The Life of the Tennessee
Launched in April of 1919, the Tennessee had a rough start when, in 1920 during trial runs, a generator exploded and destroyed a turbine. The ship returned to service in 1921 and was stationed at San Pedro, CA for 19 years. By 1940, the Tennessee received an overhaul and was moved to Pearl Harbor, where she would be moored at Battleship Row at the time of the Japanese surprise attack in December of 1941.
As the Japanese swooped in on the row of battleships in the harbor, the crew of the Tennessee jumped behind the antiaircraft guns onboard and mounted the best defense they were capable of. In the attack, the battleship was struck by two armor-piercing bombs, neither of which detonated completely.
Vessels around the Tennessee sustained heavy damage, and she was essentially trapped by the USS West Virginia. The Tennessee, which suffered five crew deaths, was able to return to service in February of 1942. When she reentered the war, she did so in full force, joining the aircraft carrier USS Hornet on her journey to support the invasion of Guadalcanal.
After the Attack
By mid-1943, the Tennessee was given a new destination: Alaska, where she would work to support the Aleutian Islands campaign. As Japan’s Navy wasn't involved, the Tennessee fired on ground forces until the Aleutian Islands were back in American hands.
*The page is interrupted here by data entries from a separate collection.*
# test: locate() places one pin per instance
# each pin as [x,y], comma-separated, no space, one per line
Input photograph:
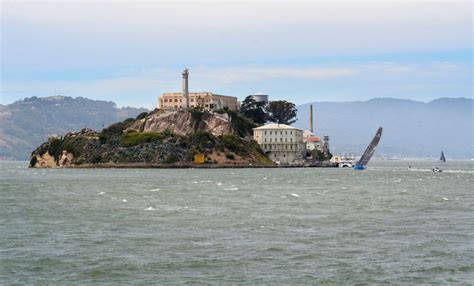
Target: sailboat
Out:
[442,159]
[369,151]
With much still left to do, after a period of training, the Tennessee and her crew were moved to Betio to participate in the Battle of Tarawa and, in 1944, was ordered to assist in the Marshall Islands, where she continued ground-force bombardment.
One of the ship's most notable engagements came in October of 1944, when she was added to the naval force that took part in the Battle of Leyte Gulf. Considered one of the largest naval battles in history, The Tennessee—alongside other battleships including fellow Pearl Harbor survivors the West Virginia, Pennsylvania, California, and Maryland—succeeded in routing the Japanese, securing an Allied victory in the Philippines.
The End of the Tennessee
Having survived multiple battles against the Japanese, and one of the most devastating attacks on American territory, the Tennessee was finally delisted from the Naval Vessel Register on March 1st, 1959.
After a lengthy and illustrious service, the final fate of the Tennessee was to be sold as scrap to the Bethlehem Steel Company.